2.4.23

OPINIÃO: Assético e fofinho

Há piadas que já não se podem fazer. Há roupas que já não se podem vestir. E há livros que já não se podem ler.
A naturalidade com que vamos aceitando sucessivos atos de censura cultural, motivados por pretensos ideais de igualdade que mais não são do que manifestações primárias de intolerância demasiadas vezes retiradas do contexto histórico, devia preocupar-nos. A Humanidade assética e fofinha que o Mundo ocidental está a impor às novas gerações existe apenas na cabeça de quem adotou essa agenda regeneradora como um mantra civilizacional.

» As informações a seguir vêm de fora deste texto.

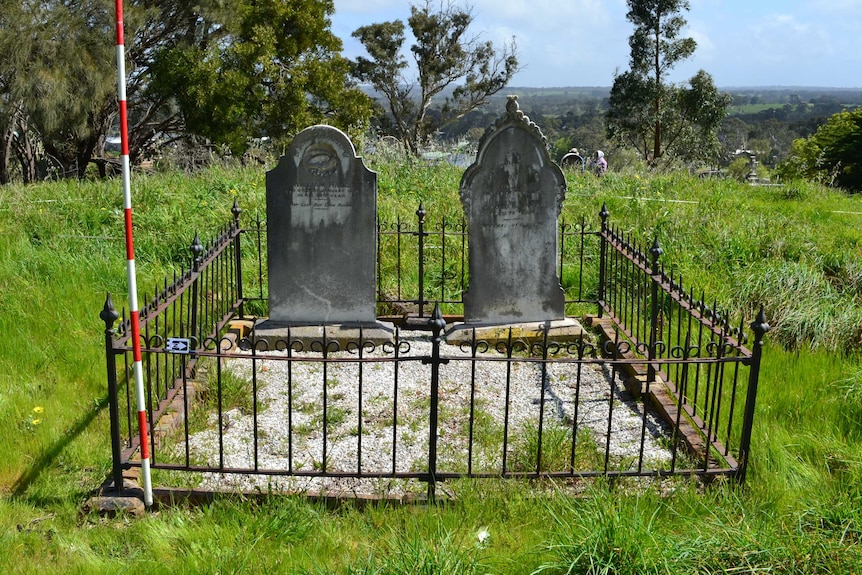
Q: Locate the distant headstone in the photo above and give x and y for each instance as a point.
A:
(572, 159)
(321, 206)
(512, 197)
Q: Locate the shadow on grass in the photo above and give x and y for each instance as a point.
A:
(49, 456)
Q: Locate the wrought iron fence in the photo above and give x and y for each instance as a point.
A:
(655, 388)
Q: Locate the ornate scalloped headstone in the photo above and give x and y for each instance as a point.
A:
(512, 197)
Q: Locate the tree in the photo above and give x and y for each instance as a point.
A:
(264, 68)
(57, 84)
(660, 119)
(444, 55)
(832, 155)
(223, 71)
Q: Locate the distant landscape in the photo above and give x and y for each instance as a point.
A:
(763, 120)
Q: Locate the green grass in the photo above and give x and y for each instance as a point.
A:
(794, 249)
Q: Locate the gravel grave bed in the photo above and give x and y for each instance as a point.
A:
(290, 419)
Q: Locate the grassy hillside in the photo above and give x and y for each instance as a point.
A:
(796, 249)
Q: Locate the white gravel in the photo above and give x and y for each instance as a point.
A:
(302, 450)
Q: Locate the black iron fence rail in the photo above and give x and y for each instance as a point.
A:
(683, 358)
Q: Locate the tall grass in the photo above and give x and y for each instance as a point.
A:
(794, 249)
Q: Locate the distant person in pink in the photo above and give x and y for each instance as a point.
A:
(600, 164)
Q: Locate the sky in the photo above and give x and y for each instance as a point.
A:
(741, 43)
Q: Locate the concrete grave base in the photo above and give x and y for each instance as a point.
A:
(277, 334)
(559, 330)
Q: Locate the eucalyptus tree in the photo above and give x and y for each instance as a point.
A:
(660, 119)
(831, 155)
(444, 54)
(222, 71)
(261, 68)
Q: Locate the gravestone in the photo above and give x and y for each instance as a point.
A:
(321, 215)
(512, 197)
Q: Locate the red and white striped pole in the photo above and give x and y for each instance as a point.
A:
(130, 262)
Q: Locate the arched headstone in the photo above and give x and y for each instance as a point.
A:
(321, 217)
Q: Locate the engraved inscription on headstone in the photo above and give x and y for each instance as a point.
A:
(321, 205)
(512, 196)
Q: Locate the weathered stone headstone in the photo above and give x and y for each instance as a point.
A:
(321, 205)
(512, 197)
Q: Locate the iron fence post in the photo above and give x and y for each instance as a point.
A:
(420, 214)
(759, 327)
(437, 324)
(603, 253)
(236, 211)
(196, 249)
(109, 315)
(655, 253)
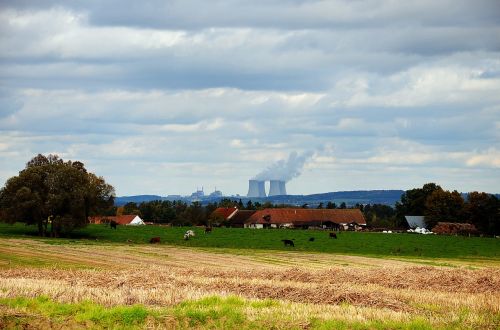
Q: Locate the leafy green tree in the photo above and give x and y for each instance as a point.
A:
(131, 208)
(444, 206)
(413, 200)
(250, 205)
(56, 196)
(331, 205)
(483, 211)
(194, 214)
(380, 215)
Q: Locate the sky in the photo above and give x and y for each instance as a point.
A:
(164, 97)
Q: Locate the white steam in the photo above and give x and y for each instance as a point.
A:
(285, 170)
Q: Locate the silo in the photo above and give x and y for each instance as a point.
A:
(282, 188)
(262, 189)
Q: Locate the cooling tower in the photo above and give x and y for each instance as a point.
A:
(282, 188)
(256, 188)
(274, 188)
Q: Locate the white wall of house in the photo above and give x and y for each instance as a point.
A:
(137, 221)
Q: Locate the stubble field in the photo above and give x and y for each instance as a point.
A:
(141, 286)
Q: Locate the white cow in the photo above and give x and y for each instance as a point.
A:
(189, 234)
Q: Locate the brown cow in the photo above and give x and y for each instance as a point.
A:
(154, 240)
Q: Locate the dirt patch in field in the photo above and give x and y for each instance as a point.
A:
(166, 275)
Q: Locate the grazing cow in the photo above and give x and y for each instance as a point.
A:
(188, 234)
(154, 240)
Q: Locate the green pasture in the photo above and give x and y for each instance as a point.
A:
(207, 313)
(352, 243)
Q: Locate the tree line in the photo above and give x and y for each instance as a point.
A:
(58, 196)
(431, 201)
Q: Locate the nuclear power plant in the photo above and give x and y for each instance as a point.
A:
(278, 174)
(257, 188)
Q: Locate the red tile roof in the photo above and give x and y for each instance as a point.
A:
(120, 219)
(225, 212)
(303, 216)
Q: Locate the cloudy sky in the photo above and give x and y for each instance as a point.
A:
(160, 97)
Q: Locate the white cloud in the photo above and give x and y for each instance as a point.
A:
(392, 94)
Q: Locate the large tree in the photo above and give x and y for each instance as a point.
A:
(413, 200)
(483, 210)
(55, 195)
(444, 206)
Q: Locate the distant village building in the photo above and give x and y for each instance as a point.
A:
(304, 218)
(453, 228)
(215, 194)
(415, 221)
(124, 220)
(345, 219)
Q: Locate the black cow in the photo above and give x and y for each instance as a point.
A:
(154, 240)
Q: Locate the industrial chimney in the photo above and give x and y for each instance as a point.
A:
(282, 188)
(274, 188)
(256, 188)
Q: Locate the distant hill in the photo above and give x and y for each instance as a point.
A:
(119, 201)
(388, 197)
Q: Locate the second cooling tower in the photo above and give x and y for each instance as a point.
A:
(256, 188)
(277, 187)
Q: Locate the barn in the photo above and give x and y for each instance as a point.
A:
(124, 220)
(306, 218)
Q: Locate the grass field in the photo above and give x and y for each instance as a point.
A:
(212, 282)
(353, 243)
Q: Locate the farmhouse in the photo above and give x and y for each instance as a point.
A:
(231, 216)
(224, 213)
(304, 218)
(124, 220)
(415, 221)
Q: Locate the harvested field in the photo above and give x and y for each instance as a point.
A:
(306, 286)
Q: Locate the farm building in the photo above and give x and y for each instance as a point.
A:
(224, 212)
(124, 220)
(453, 228)
(304, 218)
(231, 216)
(415, 221)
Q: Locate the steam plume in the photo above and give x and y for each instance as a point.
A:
(285, 170)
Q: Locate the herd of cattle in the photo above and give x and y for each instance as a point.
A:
(208, 230)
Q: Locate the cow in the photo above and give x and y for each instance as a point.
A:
(154, 240)
(188, 234)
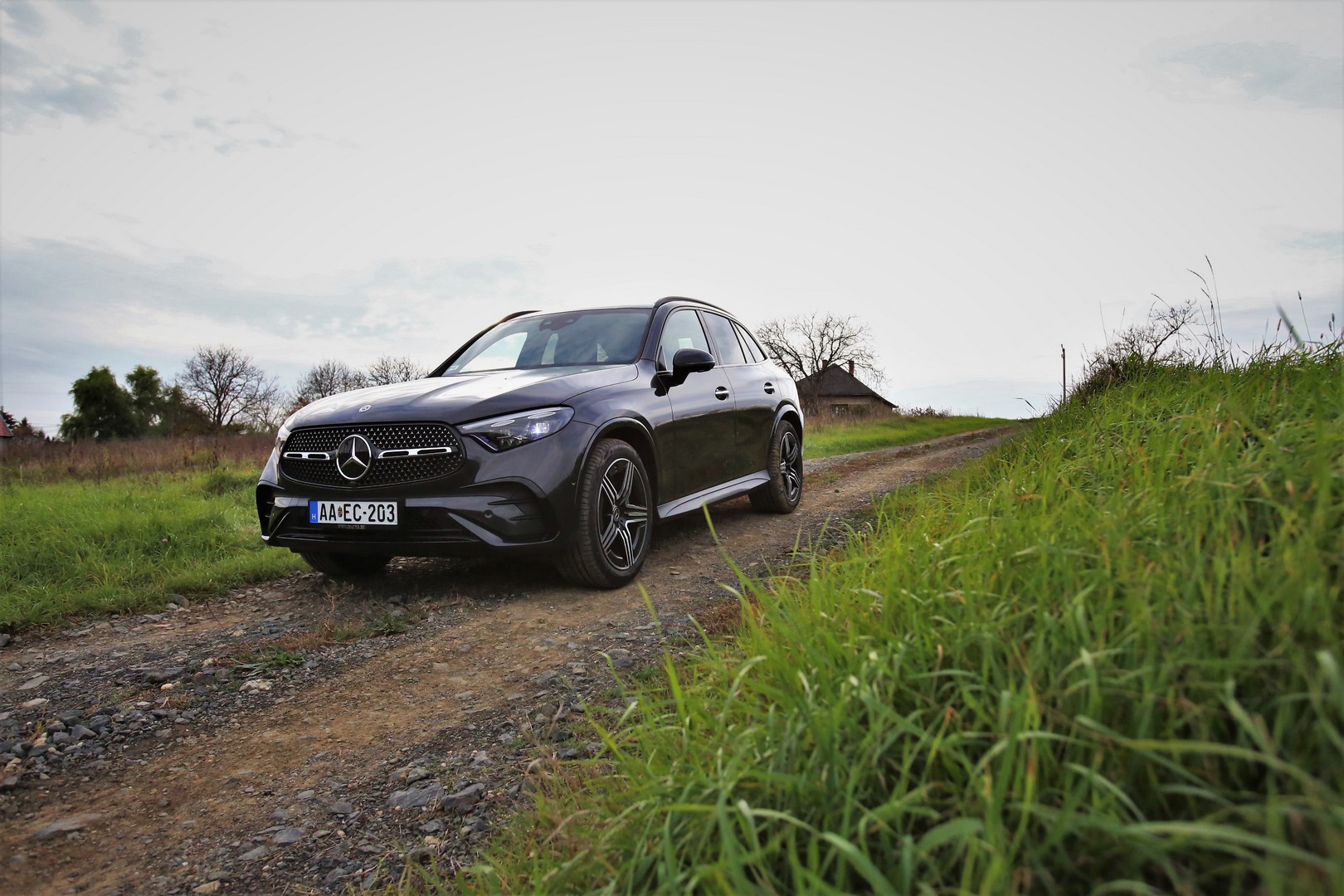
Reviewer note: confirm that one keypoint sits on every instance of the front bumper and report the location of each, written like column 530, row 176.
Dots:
column 516, row 500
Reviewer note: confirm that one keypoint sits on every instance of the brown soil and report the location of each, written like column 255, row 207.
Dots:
column 178, row 809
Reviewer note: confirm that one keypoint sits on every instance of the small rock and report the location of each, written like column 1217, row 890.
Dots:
column 407, row 776
column 288, row 835
column 416, row 796
column 464, row 798
column 67, row 825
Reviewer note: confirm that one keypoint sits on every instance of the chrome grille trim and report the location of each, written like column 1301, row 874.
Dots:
column 402, row 453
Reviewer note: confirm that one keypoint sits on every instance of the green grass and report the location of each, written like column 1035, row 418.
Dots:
column 1105, row 660
column 825, row 438
column 128, row 543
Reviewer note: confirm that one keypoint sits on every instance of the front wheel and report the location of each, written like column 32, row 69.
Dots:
column 340, row 564
column 784, row 490
column 615, row 523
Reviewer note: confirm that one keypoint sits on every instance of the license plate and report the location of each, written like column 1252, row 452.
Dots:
column 353, row 512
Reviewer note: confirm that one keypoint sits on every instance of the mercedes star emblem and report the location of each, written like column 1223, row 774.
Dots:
column 353, row 455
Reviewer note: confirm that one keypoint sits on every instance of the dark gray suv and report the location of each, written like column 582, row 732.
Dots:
column 561, row 433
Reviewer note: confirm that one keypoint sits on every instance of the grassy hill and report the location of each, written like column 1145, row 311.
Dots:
column 1105, row 660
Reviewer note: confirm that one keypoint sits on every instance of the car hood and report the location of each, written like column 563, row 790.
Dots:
column 460, row 398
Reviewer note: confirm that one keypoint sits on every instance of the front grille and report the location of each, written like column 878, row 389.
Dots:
column 383, row 470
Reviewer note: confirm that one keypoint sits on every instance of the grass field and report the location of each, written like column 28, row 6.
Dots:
column 127, row 525
column 128, row 543
column 1105, row 660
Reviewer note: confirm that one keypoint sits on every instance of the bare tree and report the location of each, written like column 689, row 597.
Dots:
column 394, row 370
column 329, row 377
column 810, row 343
column 272, row 412
column 225, row 384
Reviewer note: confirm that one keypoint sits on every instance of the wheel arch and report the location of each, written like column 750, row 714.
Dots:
column 793, row 416
column 636, row 434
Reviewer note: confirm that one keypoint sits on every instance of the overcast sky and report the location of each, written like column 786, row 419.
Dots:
column 979, row 182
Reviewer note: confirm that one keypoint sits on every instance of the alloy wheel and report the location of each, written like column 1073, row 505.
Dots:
column 622, row 514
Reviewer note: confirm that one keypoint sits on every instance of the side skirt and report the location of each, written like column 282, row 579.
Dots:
column 710, row 496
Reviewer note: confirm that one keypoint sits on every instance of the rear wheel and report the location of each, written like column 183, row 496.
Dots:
column 784, row 490
column 342, row 564
column 615, row 524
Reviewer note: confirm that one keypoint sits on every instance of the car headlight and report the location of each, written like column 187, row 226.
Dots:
column 281, row 434
column 503, row 433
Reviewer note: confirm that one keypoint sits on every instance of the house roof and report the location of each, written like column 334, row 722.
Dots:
column 836, row 382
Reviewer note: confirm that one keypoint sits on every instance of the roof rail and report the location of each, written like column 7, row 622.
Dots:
column 684, row 299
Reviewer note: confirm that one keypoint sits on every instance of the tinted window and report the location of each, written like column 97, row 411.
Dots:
column 750, row 345
column 680, row 331
column 553, row 340
column 726, row 349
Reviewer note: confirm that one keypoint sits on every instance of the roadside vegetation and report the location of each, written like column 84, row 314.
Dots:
column 129, row 524
column 1105, row 660
column 129, row 543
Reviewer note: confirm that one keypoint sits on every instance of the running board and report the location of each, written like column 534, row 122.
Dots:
column 717, row 494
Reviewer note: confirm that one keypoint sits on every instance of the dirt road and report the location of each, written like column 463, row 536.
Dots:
column 246, row 746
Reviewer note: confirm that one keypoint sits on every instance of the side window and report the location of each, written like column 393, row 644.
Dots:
column 750, row 345
column 680, row 331
column 726, row 349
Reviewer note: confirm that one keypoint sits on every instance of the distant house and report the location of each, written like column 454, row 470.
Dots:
column 834, row 391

Nos Estados Unidos, a Associação Americana de Bibliotecas para a Liberdade Intelectual chama-lhes grupos organizadores de censura. Assim, com esta solenidade. No ano passado, os pedidos para retirada de livros dos escaparates aumentaram consideravelmente. A grande maioria foi escrita por ou sobre membros da comunidade LGBTQIA+ e pessoas de cor. De todas as obras censuradas, três em cada quatro eram de ficção, sendo que quase metade para jovens adultos. Ou seja, o material sujeito a censura não se baseava em factos reais. Apenas no gosto. E na imposição do gosto de uma minoria a todos os outros.
Acontece que o Mundo não é assético nem fofinho. E os acontecimentos que nos precedem muito menos. Querer mudar o que fomos com os olhos do que somos não resulta apenas num revisionismo perigoso. Quando sujeitamos esta geração aos caprichos deste nivelamento cultural não estamos a promover a verdade, mas a mentira. A Humanidade, e a cultura dos povos, evolui nas imperfeições, nas diferenças, muitas vezes na desigualdade. E a literatura só faz sentido se acompanhar esse movimento, traduzindo as épocas. Reescrever os livros de Agatha Christie ou de Ian Fleming não é apenas uma ofensa às memórias de Hercule Poirot e de James Bond. É sobretudo um insulto à nossa inteligência coletiva.